Justice and police ministry says it will now limit resident permits to citizens of other European nations.
Voting is under way in Switzerland’s parliamentary elections with surveys indicating a tilt to the right as voters see immigration as their biggest concern.
The surveys suggest Switzerland’s main party, the populist right-wing anti-immigration Swiss People’s Party (SVP), will make minor gains.
While Switzerland has not become a major destination for the thousands of refugees and migrants entering Europe each day, there has been a growing sense of unease about rising immigration in recent years.
Immigrants will make up half of Switzerland’s population by 2030, the SVP warned in one of its campaign newsletters ahead of the elections.
About a quarter of Switzerland’s eight million inhabitants are currently foreign nationals.
The latest survey from the gfs.bern polling institute showed that 48 percent of those questioned thought migration was the most important issue facing the country.

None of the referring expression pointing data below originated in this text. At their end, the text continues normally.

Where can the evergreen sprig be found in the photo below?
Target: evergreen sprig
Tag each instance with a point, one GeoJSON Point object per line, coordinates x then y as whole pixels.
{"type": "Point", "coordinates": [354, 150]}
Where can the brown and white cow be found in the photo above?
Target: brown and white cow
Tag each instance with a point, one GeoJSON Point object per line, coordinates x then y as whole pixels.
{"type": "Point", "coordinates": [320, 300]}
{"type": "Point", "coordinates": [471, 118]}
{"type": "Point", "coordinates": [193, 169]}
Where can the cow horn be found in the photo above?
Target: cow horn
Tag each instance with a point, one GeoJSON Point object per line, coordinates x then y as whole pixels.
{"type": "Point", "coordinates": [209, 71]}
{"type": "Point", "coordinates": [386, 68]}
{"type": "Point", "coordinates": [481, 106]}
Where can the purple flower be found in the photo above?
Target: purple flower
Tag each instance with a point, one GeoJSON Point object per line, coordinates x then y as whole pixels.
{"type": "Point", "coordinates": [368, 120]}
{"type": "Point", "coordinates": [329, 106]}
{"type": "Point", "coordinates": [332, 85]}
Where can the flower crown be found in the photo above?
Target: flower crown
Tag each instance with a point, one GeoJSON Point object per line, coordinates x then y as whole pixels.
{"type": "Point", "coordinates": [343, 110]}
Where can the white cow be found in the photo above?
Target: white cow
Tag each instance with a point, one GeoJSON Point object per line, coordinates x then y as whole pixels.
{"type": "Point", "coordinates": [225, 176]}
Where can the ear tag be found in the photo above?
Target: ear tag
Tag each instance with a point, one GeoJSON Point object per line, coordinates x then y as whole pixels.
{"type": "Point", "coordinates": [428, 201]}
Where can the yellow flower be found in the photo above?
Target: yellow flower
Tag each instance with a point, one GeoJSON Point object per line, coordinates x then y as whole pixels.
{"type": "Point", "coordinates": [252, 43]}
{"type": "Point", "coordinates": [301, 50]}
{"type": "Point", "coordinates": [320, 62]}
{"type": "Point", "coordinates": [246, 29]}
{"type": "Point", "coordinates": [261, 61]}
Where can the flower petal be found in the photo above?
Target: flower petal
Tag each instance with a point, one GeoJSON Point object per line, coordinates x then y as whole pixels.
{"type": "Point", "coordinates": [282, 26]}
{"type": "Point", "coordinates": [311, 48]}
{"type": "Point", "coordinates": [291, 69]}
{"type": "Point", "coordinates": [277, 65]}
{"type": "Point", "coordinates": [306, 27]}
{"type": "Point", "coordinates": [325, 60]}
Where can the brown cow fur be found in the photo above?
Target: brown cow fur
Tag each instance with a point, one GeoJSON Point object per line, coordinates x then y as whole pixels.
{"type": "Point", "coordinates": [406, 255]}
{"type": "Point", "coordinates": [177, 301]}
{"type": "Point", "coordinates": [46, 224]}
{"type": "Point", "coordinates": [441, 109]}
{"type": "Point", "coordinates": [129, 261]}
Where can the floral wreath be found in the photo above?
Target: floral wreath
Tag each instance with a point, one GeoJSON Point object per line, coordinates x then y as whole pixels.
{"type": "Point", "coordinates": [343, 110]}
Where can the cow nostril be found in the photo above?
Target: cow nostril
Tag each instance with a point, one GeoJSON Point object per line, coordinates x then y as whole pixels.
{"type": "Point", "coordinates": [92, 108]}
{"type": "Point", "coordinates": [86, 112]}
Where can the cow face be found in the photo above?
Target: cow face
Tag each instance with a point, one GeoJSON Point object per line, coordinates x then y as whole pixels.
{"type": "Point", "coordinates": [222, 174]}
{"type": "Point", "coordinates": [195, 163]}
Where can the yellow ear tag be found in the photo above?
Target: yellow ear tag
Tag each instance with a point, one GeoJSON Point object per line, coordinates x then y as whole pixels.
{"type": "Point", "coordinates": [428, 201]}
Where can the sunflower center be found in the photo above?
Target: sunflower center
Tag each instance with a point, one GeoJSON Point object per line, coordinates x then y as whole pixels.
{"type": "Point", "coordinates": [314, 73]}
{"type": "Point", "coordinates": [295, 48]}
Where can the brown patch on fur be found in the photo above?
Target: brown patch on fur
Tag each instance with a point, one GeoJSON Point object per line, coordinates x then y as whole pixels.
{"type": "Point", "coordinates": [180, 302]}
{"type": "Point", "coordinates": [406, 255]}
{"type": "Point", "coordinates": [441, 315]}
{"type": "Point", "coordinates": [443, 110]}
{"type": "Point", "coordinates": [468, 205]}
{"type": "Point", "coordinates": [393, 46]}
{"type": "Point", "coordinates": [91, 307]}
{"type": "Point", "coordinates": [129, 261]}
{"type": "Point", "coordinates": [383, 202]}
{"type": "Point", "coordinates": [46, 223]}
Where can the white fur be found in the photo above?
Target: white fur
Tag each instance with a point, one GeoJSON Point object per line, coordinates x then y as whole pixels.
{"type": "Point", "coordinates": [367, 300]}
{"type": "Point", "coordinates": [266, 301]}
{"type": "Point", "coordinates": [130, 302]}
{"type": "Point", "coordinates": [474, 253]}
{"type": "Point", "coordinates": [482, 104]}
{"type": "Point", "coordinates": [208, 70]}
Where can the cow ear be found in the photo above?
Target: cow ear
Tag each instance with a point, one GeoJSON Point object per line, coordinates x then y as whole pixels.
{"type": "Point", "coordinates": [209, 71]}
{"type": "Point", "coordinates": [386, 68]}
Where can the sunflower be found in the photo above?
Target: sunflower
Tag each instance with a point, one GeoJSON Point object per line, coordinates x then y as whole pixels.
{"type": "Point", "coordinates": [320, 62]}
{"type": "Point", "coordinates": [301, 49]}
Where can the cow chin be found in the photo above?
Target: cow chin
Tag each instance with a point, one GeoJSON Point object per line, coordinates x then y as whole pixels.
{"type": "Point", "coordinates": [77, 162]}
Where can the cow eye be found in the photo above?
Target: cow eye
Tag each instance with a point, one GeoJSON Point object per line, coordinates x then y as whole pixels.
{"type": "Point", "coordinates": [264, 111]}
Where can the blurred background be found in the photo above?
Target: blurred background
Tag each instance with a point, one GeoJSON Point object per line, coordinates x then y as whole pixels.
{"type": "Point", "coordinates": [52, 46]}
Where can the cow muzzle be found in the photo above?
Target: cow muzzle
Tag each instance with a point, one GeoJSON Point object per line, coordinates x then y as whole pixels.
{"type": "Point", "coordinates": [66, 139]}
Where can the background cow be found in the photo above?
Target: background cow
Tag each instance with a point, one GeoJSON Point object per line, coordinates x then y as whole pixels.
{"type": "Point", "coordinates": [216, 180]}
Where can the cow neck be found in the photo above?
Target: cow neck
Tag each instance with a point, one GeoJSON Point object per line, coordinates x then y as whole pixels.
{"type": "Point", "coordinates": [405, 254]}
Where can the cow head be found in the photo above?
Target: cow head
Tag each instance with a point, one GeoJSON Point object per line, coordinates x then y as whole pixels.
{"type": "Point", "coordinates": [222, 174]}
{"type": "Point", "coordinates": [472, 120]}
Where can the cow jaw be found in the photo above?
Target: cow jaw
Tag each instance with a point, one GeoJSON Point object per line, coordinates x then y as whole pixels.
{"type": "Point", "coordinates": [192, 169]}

Only nine percent chose the runner-up issue – Switzerland’s relationship with the EU – as the most important.
SVP, the most visible party on both the top issues, hit 28 percent support in the latest poll – up from the 26.6 percent it managed in the 2011 election and close to the record high 28.9 percent it won in 2007.
Social Democrats in second place
The Social Democrats, Switzerland’s second largest party, are also expected to inch up slightly from the 18.7 percent of the vote they won four years ago.
Ties with the EU were badly hit by a narrow Swiss popular vote in February 2014, championed by the SVP, in favour of restricting immigration from the bloc.
The centre-right Liberals, in third place, are also seen gaining ground from the 15.1 percent they took in 2011, at the expense of the Christian Democrats, the Greens and other smaller parties in the house.
Despite the expected shift to the right, the government will not look much different after the elections.
Switzerland’s complex consensus-oriented political system is expected to prevent the SVP from taking over the government.
In contrast with other countries, cabinet posts are divided between the biggest parties according to a predefined ratio.
The SVP has had only one seat since a small offshoot party took its other one, looking to secure two in the elections.
A total of 245 parliamentary seats are up for grabs, 200 in the lower chamber and the rest in the upper chamber.
First results from the smaller of the 26 cantons are expected in the afternoon, with final results after midnight.